Searching in General Metric Spaces

Abstract

This paper begins with an overview of the classical problem of Nearest Neighbor Searching (NNS) in normed vector spaces. As we progress through the literature on the subject, we simultaneously increase the generality of the setting until we reach the case of searching in general metric spaces. At that point, the characteristic that controls the hardness of nearest-neighbor searching becomes elusive. Nevertheless, we argue with concrete examples that at least in the high-precision regime, the complexity of the Approximate Nearest Neighbor (ANN) problem critically depends on the doubling dimension of a metric space. After briefly demonstrating the weakness of the KR-dimension as a definition of metric dimension, we begin a systematic review of searching with hierarchical nets and prove a new upper bound on the complexity of range queries in the Cover Tree model.
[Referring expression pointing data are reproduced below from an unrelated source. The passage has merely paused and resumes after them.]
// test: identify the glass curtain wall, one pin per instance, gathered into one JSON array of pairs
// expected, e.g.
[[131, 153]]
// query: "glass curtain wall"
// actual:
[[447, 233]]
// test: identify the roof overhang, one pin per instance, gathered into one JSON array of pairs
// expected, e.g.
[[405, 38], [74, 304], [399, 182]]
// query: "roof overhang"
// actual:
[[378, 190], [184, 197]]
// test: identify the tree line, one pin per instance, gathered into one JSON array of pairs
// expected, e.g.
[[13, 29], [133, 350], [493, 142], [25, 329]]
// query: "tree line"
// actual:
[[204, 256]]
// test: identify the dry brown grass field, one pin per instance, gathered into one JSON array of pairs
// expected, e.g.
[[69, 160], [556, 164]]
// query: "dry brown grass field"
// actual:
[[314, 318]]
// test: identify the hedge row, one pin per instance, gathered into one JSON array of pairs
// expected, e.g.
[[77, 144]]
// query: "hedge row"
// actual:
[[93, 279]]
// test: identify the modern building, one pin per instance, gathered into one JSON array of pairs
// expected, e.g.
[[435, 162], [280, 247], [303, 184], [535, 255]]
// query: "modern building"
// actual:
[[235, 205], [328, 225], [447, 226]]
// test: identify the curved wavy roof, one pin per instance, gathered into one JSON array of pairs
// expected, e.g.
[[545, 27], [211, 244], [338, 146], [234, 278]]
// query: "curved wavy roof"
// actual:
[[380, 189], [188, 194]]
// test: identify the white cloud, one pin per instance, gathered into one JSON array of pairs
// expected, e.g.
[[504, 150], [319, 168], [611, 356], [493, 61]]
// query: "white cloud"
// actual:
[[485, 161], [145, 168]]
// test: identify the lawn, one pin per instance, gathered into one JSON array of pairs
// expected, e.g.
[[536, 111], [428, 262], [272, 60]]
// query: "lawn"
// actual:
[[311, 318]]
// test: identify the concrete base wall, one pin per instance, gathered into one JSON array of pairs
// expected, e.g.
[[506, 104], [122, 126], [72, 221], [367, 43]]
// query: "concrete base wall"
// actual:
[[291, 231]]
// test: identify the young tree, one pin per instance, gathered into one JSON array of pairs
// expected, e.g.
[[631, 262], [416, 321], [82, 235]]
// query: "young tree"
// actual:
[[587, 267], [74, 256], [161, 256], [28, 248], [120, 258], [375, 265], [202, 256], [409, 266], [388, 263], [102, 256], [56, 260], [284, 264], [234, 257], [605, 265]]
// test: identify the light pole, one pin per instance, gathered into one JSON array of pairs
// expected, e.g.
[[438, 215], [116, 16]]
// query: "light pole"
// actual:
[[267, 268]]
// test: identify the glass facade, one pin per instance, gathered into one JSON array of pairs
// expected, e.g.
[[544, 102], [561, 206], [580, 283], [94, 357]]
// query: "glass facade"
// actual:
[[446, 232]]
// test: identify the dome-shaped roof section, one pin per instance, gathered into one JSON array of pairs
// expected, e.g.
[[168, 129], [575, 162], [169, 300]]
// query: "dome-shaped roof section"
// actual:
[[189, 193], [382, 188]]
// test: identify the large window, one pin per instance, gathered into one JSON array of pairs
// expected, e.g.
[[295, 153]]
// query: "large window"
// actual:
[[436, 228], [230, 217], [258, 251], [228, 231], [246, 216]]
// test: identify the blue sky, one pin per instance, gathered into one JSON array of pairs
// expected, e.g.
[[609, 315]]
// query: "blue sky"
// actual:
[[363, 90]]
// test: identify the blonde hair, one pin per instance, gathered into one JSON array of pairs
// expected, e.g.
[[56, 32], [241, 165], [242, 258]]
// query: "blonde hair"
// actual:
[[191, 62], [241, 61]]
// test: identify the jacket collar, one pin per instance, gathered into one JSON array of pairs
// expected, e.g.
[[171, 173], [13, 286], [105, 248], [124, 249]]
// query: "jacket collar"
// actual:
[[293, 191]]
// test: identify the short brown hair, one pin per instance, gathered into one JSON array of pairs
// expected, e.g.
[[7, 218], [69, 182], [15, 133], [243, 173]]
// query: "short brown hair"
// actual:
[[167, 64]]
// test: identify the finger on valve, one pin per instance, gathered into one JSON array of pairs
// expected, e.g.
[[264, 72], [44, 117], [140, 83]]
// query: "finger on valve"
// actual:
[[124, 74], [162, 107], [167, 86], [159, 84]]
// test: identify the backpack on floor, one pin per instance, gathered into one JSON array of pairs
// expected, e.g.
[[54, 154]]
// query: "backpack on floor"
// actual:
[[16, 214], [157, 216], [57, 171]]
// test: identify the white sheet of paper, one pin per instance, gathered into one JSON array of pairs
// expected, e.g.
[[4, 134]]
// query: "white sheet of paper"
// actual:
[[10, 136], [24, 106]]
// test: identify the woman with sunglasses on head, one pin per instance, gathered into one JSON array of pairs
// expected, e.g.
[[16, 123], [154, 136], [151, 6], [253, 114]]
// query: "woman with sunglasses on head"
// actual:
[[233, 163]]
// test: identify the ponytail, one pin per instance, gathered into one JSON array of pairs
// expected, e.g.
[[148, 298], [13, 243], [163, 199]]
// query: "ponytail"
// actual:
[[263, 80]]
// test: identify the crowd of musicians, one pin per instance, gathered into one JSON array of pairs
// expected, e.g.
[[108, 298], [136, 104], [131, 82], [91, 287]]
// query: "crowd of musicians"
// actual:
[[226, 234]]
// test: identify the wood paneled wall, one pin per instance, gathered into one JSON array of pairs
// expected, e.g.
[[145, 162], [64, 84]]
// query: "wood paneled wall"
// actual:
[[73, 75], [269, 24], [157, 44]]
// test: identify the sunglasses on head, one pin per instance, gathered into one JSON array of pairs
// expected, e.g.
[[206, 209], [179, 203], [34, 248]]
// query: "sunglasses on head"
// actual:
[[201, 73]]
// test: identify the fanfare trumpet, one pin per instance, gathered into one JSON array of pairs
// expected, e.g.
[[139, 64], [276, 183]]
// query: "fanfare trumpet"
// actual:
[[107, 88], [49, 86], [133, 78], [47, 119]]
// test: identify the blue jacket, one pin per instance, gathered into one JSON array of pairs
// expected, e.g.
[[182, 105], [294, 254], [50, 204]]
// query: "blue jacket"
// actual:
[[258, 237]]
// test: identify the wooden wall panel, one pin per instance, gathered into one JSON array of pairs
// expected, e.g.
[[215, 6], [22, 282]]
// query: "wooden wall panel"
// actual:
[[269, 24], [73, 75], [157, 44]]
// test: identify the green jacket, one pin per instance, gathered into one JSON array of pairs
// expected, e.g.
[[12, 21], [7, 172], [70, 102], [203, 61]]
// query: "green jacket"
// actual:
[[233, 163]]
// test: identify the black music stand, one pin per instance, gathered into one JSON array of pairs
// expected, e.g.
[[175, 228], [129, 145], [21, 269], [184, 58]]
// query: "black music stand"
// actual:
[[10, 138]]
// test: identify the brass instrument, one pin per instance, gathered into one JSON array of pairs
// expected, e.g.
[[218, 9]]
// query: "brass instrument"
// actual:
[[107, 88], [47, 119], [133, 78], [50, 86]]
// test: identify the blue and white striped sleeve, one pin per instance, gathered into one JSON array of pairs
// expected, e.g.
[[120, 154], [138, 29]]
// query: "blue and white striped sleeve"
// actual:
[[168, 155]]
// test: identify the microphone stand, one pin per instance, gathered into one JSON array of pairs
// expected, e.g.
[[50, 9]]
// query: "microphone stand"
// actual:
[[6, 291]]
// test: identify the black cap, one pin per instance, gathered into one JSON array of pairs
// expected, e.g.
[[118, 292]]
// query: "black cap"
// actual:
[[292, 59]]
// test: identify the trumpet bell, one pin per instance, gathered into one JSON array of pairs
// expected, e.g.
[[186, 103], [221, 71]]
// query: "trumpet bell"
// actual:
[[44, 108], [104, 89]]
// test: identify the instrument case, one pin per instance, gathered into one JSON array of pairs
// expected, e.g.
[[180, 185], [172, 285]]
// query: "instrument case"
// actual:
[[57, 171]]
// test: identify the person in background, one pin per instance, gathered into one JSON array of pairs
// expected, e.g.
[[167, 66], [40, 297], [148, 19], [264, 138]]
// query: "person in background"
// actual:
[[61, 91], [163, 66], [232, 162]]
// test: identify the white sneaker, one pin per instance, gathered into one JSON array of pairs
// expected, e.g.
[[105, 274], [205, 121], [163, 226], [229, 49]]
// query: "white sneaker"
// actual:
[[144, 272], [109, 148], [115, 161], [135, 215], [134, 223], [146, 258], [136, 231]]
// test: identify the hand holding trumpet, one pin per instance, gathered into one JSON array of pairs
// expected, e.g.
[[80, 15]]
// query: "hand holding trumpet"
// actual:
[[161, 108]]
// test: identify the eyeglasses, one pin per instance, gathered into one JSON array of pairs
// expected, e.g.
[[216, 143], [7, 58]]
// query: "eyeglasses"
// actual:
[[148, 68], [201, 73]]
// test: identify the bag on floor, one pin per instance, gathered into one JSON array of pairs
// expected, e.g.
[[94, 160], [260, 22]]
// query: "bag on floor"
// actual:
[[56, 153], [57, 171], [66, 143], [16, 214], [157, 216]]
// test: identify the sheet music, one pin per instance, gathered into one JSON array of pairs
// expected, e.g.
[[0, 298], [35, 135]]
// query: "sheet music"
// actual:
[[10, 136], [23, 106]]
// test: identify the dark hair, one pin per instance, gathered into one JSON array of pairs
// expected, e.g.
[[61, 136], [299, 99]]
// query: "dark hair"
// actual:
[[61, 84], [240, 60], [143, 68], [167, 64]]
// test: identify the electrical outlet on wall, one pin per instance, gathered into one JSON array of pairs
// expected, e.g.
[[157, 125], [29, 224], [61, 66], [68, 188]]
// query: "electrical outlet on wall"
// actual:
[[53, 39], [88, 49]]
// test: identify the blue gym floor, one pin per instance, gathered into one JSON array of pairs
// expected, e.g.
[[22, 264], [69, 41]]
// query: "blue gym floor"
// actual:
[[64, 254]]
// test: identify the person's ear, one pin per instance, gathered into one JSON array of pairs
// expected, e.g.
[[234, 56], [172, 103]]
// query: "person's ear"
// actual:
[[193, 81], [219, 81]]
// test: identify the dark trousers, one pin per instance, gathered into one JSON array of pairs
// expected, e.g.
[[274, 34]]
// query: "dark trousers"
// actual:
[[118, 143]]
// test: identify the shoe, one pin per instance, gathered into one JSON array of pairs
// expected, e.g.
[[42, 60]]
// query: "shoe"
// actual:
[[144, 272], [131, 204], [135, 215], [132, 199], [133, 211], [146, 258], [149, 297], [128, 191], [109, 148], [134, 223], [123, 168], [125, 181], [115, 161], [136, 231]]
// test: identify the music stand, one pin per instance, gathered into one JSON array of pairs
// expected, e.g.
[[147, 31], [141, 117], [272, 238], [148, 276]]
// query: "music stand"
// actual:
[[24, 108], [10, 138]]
The paper culminates in the presentation of our own dynamic ANN data structure, which answers $(1+\eps)-$ANN queries in $2^{O(\dim(S))} \min \{\log \D, \log d(q, \net_s)\} + O(|\net_s|) + O(\log n) + (1/\eps)^{O(\dim(S))}$ time, consumes $O(n^2)$ space, answers $R-$Range queries in $2^{O(\dim(S))} \log \D + \log (R/\dm) |B(q, O(R))|$ time and supports efficient insertions and deletions of points.